Go to any hospital or urgent care center, and draped around the neck of every doctor will be a stethoscope. These devices, used by physicians to listen to the heart and the lungs, were first invented 200 years ago by Frenchman Rene Laennec, and the fundamentals of them haven’t really changed all that much ever since. They’re stuck in the analog ages.
Tried-and-tested tech, certainly. But there’s a lot of room for improvement, thinks Jason Bellet, founder and COO of Eko Devices. There’s no high-tech guiding hand to help clinicians diagnose patients.
“For the vast majority of clinicians, differentiating between normal and pathologic heart sounds is a major challenge. As many as 80% of internal medicine residents misdiagnose common murmurs with their stethoscope,” he explained.
This shortcoming lead Bellet to imagine how the humble stethescope could be dragged into the 21st century. “We had an idea to build a ‘smart stethoscope’ that would assist clinicians in the decision process.”
From here, the idea for Eko was born. This $300 stethoscope amplifies heart and lung sounds forty-fold, and can make recordings, making it easier for doctors to collaborate. It also includes both a digital and analog mode, allowing doctors to switch between the two as required.
“We set out to build a digital stethoscope that not only amplified sounds (there had been a few out there that did that), but actually make it possible for clinicians to securely record, save, annotate, and share sounds with experts for a second opinion,” Bellet explained.
Once a recording is made, it can be shared with a paired smartphone running iOS or Android, and uploaded to a secure cloud platform.
“Security is important,” Bellet said. “We’ve created a HIPAA-compliant mobile app and web dashboard, and we’ve deployed the same medical-grade encryption and security protocols as electronic health record (EHR) platforms.”
“All patient info, whether recorded by the device or entered into the app is encrypted and stored in Eko’s secure Amazon AWS cloud database.”
So far, there are 3,200 clinicians using Eko to record patient’s heartbeats and lung sounds across an impressive 400 institutions.
It’s used in departments as diverse as pediatrics, cardiology, pulmonology, and chronic-disease management, and the device has been certified by the FDA (Food and Drug Administration) and Health Canada, and plans to expand into the European Union in 2017.

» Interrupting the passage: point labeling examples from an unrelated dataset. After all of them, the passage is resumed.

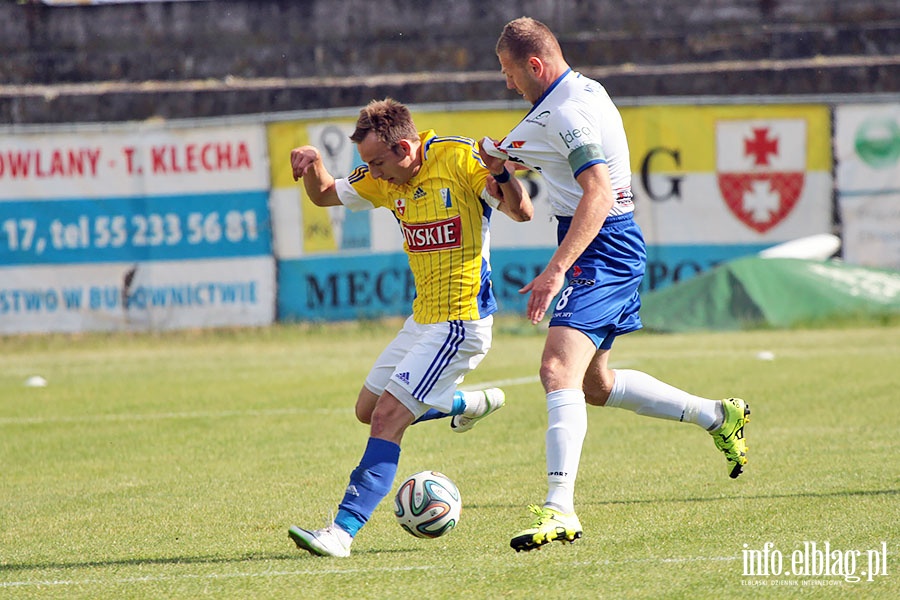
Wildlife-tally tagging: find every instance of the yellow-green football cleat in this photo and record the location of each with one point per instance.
(729, 438)
(550, 525)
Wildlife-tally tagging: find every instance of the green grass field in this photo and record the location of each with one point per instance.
(171, 466)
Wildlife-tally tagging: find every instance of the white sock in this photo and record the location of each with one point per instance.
(566, 429)
(475, 405)
(646, 395)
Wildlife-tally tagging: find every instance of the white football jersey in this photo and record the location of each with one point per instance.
(572, 126)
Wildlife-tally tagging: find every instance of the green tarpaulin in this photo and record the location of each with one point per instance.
(774, 292)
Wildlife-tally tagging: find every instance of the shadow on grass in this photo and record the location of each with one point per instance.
(834, 494)
(174, 560)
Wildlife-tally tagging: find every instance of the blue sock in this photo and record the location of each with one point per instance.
(370, 482)
(459, 405)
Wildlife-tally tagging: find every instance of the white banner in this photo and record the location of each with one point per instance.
(151, 227)
(867, 156)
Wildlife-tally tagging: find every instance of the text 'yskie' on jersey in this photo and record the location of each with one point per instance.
(444, 214)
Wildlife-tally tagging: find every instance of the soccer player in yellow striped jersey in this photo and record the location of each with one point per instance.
(442, 195)
(445, 224)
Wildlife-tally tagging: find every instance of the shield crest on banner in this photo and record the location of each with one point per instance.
(761, 168)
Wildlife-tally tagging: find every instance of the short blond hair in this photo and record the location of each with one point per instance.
(390, 120)
(525, 37)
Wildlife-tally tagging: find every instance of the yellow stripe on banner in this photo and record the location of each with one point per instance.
(682, 139)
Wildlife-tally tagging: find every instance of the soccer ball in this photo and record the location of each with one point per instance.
(428, 504)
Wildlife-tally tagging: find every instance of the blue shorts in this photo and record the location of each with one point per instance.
(602, 299)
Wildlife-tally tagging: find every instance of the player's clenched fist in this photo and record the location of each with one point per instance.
(302, 159)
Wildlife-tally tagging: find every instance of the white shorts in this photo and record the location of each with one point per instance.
(424, 364)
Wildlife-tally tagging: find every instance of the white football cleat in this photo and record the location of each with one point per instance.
(493, 401)
(329, 541)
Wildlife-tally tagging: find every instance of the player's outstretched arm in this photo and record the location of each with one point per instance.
(306, 164)
(515, 202)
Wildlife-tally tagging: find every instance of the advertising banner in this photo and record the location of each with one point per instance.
(135, 227)
(711, 183)
(867, 148)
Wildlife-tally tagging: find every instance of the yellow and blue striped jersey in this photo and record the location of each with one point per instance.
(444, 214)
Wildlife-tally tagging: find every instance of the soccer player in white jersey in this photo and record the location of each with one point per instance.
(439, 191)
(574, 137)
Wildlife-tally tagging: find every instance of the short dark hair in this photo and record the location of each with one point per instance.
(388, 119)
(526, 37)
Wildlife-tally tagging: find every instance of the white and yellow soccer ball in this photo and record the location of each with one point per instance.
(427, 504)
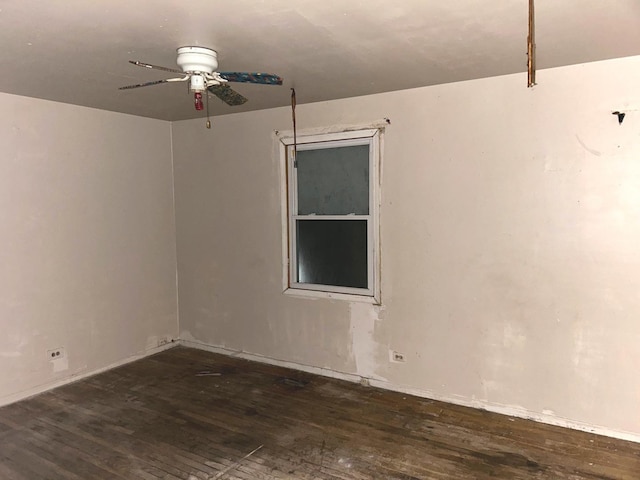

“It took us eighteen months to get our class 2 device certification from the FDA,” Bellet explained.
“Now that we’ve got the digital stethoscope and software platform cleared, we’re now working on software that’ll let us diagnose conditions using machine learning.” he said. “Think of it as being like ‘Shazam for Heartbeats'”
“The vision is to be able to characterize for the clinician what it is they’re listening to to take much of the uncertainty out of the equation. Essentially, it would be putting a the ears of a cardiologist in the stethoscope of any clinician.”
I wanted to know how this would work in the real world. Bellet gave the example of a nurse who is listening to a patient, hears a murmur, but is unsure of whether it’s pathologic. He or she could run it against the algorithm and learn that it’s a mid-systolic murmur indicative of aortic stenosis, and is thus pathologic and requires a referral.
He was keen to emphasis that this, despite incredibly cool, is no replacement for the real thing.
“This will be classified as ‘decision support’ and not diagnostic given it still relies on the clinician’s expertise. But the goal is that it improves their sensitivity and specificity for catching and distinguishing difficult heart sounds at the point of care”
Eko Devices plans to roll out its first algorithm to the Eko platform in early 2018. “We’ve built the foundation of our algorithm development and are in the process of expanding our annotated dataset. We’ll then go into a clinical validation phase before submitting to the FDA and CE.”
But don’t expect it any time soon. Validation and approval is a long and arduous process.